Chapter 2 - Right, Wrong, & Better!

Posted by Beverly Delarosa on March 25, 2019

There is a right way, a wrong way, and an even better way when it comes to using pie charts.

Before diving into our pie charts’ “report card,” why do we use any types of charts in the first place?

  • Charts allow us to take information from sets of data and make it more understandable, and importantly for data scientists, more presentable.

  • In general, having charts make it easier to compare your different sets of data and the more information you can convey in your charts without making them more complex, the better. When your boss can get their answers quickly without having to decipher through your work, that is always a good sign.

Why pie charts? A “pros” reasoning.

  • Pie charts are one of the most common charts that many people know how to read the basics of.

  • These circular-shaped types of charts (including donut charts too) are typically used to tell a story about the parts-to-whole aspect of a set of data. As a one-dimensional display, if you like looking at relativity in pictures, you can straightforwardly see if a subset is more in quantity than another.

Why not pie charts? A “cons” list.

Again reiterated: as a one-dimensional display of relativity, pie charts plainly show you proportions.

*Note: All of the following examples are all made up data sets.
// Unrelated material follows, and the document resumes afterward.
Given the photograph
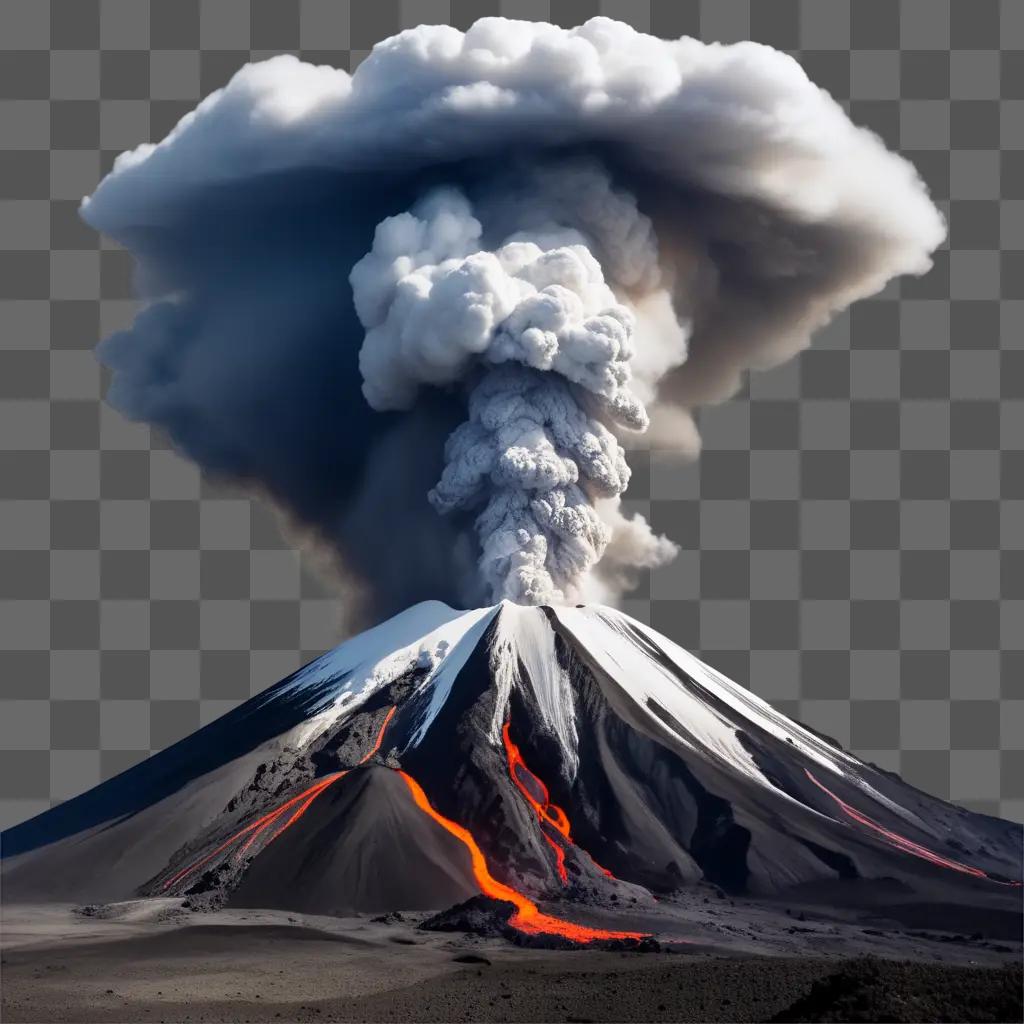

  1. Having more than five, “lengthy-descripted” categories that are mutually exclusive (i.e., the data does not overlap) will make the information appear more crowded, and less reader-friendly; remember, we want to convey more information without making it more complex. If the subsets are not mutually exclusive, a workaround is to add another category, but that just calls for a positive-feedback to add more categories.
► ► ► Example 1a. ◄ ◄ ◄
What are the statuses of shipments in each territory?
Data Set of Shipment Statuses:
North East South West
Active & Open 31 44 13 12
In Transit 25 32 19 14
Complelted 35 10 22 26
![
](https://www.imgur.com/2BJ0dvm.png)


  1. Assuming they tell you the percentage for each part “slice” would be useful. But sometimes they do not and that can be a lot of guesswork into measuring the angle, especially if they are seemingly similar. Furthermore, after given actual/approximation of the angle percentage, more operative calculation may need to be done to get the specific dataset info in the set and/or subset. That extra work on your part can easily be avoided.
► ► ► Example 2a. ◄ ◄ ◄
We own an exotic animal sanctuary that can occupy up to 300 animals
of eight different species. Given that we are at full capacity and if we
have to bulk buy food for 100 animals at a time based on their diet,
how many different combinations can we group together?
Data Set of Exotic Animals:
Animal Tally Diet
Wolf 44 Carnivore
Falcon 35 Carnivore
Moose 44 Herbivore
Elephant 39 Herbivore
Red Fox 48 Carnivore
Tiger 21 Carnivore
Snapping Turtle 27 Herbivore
Panda 42 Herbivore
![
](https://www.imgur.com/DlAg4Uw.png)


  1. In many real-world circumstances, data is presented as incomplete, more frequently so the larger the set. Well, if the parts do not sum up to the meaningful whole, a pie chart cannot represent the data, period. The total of a subsample and the comparison of each element value to the artificial whole are not meaningful in the least.
► ► ► Example 3a. ◄ ◄ ◄
We just finished November’s sales data. Which quarter was our best
performing? How many orders were fulfilled this past year?
Data Set of Quarter Performances:
Quarter Month Product's Market Value Orders (M→Q cumulative)
Q1 January 30 52 52
February 33 49 101
March 32 51 152
Q2 April 28 68 68
May 25 78 140
June 26 71 211
Q3 July 29 63 63
August 31 51 114
September 27 72 186
Q4 October 34 47 47
November 28 55 102
December 21 102
![
](https://www.imgur.com/ACG1h2S.png)


  1. Furthermore, people want to seem smarter and fancier, so they try to make a 3-dimensioinal pie chart version with differing shades/opacity/design fill. Aesthetically, there is no logical sense nor linear gradient scale to do these, and only adds to the distraction and enhances the complexity of its clutter. This happened in our 2nd example above when we did not take into account color blindness. Also to consider, if you have to print your chart(s), you will not always have access to a color printer and the grayscale may not be easily distinguishable.
► ► ► Example 4a. ◄ ◄ ◄
What is the typical time spent walking your dog every day for 10 weeks?
Data Set of Dog Walks:
Sunday Monday Tuesday Wednesday Thursday Friday Saturday
Week 1 22 24 28 24 25 26 26
Week 2 24 31 26 15 0 28 22
Week 3 14 22 12 16 17 19 12
Week 4 25 0 14 23 14 13 15
Week 5 12 30 15 15 17 19 30
Week 6 14 33 22 0 13 18 26
Week 7 29 25 26 15 18 24 18
Week 8 25 30 13 21 15 0 16
Week 9 15 11 22 14 22 19 25
Week 10 11 22 10 31 29 16 16
![
](https://www.imgur.com/ozJc643.png)


Ultimately, pie charts are rarely a good fit for the problem they are intended to solve and analyze because they are poor at communicating the desired observations in the data.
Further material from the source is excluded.